Imposible determinar qué ciudad ha sido la mejor sede del Campeonato Mundial Sub-17 de la FIFA Perú 2005, pero lo que sí está claro es que a ninguna le será simple igualar el orgullo que ha manifestado la ciudad norteña de Piura.
La numerosa concurrencia, el ambiente de carnaval y la fiesta de goles se conchabaron para hacer del estadio Miguel Grau posiblemente la capital de la fiesta Perú 2005, y ahora los ciudadanos de Piura lamentan tener que despedirse del certamen luego de celebrarse el último partido el pasado fin de semana.
En siete encuentros se marcaron nada menos que 28 goles, a razón de cuatro por partido, y los piuranos pudieron saborear un fútbol fluido del más alto nivel, donde Gambia y Ghana se revelaron como dos de los equipos más populares de la cita mundialista.
Gambia se hizo un hueco en el corazón del público con su sensacional victoria por 3-1 sobre Brasil, aunque tal vez el factor decisivo a su favor fuera el deslumbrante espectáculo y la oferta musical proporcionados por sus asombrosos seguidores.
Ghana recibió el aplauso en pie del público al caerse de la competición tras batallar heroicamente con sólo 10 hombres durante 70 minutos hasta el empate 1-1 contra China, cuando una victoria les hubiera valido para estar entre los ocho mejores. Pese a su desventaja numérica, Ghana atacó a China en oleadas y dio la sensación de que eran los chinos quienes estaban en inferioridad de condiciones. Los piuranos se conmovieron abiertamente con el espíritu de lucha de Ghana y demostraron su aprecio en una emotiva manifestación de calor y afecto al sonar el pitido final.
Lo mismo se puede decir del lugar en general, pues ese calor lo ha sentido quienquiera que haya venido a Piura, una ciudad situada a casi 1,000 km al norte de la capital peruana, Lima, y cerca de la frontera con Ecuador.
Desde el impresionante desfile callejero desplegado por sus habitantes la víspera del primer partido, hasta la cariñosa despedida a sus visitantes internacionales tras el triunfo de cuartos de final de México sobre Costa Rica, Piura fue un auténtico paraíso, y no sólo por el buen tiempo, constante y glorioso, que fue la envidia del resto de las sedes.
No fue raro ver a lo largo del campeonato seguidores haciendo cola en la calle durante horas seguidas, incluso por la noche, en filas de más de un kilómetro, si bien su paciencia se vio recompensada con algunos fenomenales encuentros.
Carlos Martínez, uno de los muchos que trabajaron incansablemente en el estadio Miguel Grau los días de partido, comenta: "Esto ha sido muy, muy bonito para la gente de Piura. Ha sido una gran experiencia para los voluntarios y muy emocionante, pero también es una pena que ahora se haya acabado todo. Esta clase de eventos abre muchas puertas a la gente en cuanto a perspectivas de trabajo. Perú no es un país muy desarrollado, de modo que necesitamos un poco de apoyo desde el exterior, y este evento ayuda en ese sentido. Personalmente he aprendido muchas cosas aquí, especialmente lo impredecible que puede ser el fútbol".
Karina Sisniegas también contribuyó activamente a montar la función en Piura, y nos cuenta: "Para nosotros es muy importante que la gente vea nuestro país y nuestra ciudad en particular. Normalmente no recibimos tantos visitantes extranjeros como lo hemos hecho ahora, aunque Piura sea un importante destino turístico. He oído que incluso los hinchas gambianos firmaron autógrafos cuando estuvieron aquí. Creo que Piura ha sido la mejor ciudad de toda la competición, pero supongo que lo digo porque soy de Piura".
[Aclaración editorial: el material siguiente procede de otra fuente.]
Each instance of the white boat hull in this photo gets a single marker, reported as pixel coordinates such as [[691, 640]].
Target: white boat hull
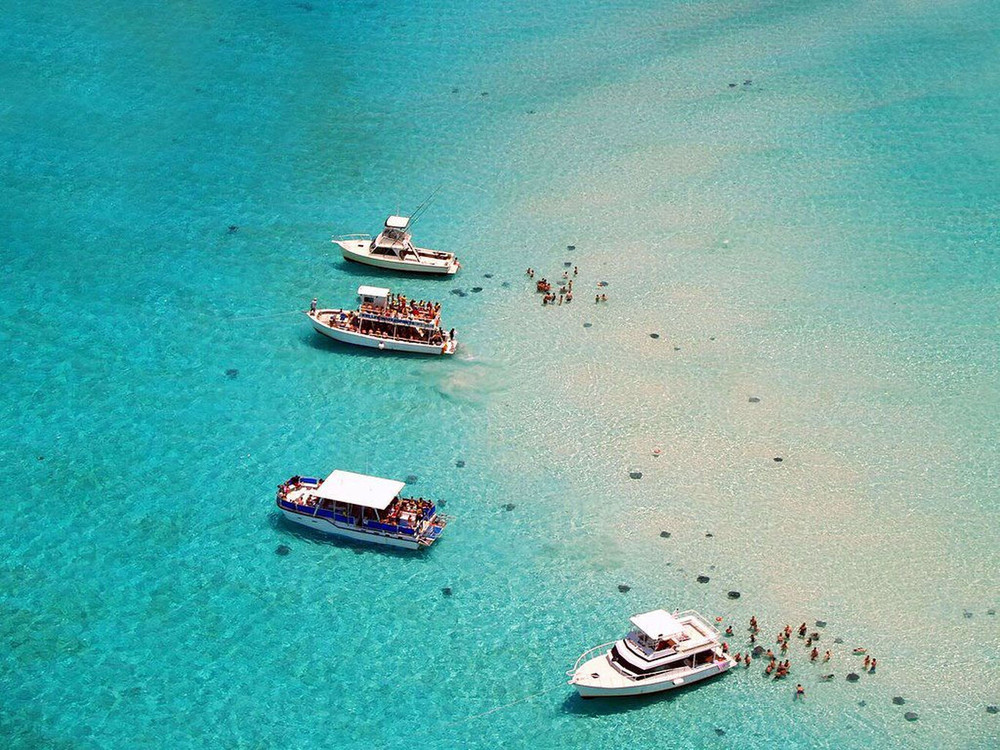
[[358, 251], [598, 678], [375, 342], [327, 526]]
Cecilia Cevallos, que aprovechó la oportunidad para ir a ver su primer partido de fútbol el domingo, el de cuartos de final, apostilla: "El año pasado celebramos aquí tres partidos de la Copa América, y estuvo bien, pero no fue tan grande como esto. La gente ha ido al estadio con sus familias, y es importante conocer a gente de otras culturas que piensan de manera diferente. Es triste que esto se haya acabado y que la gente se marche, y que las cosas vuelvan a la normalidad".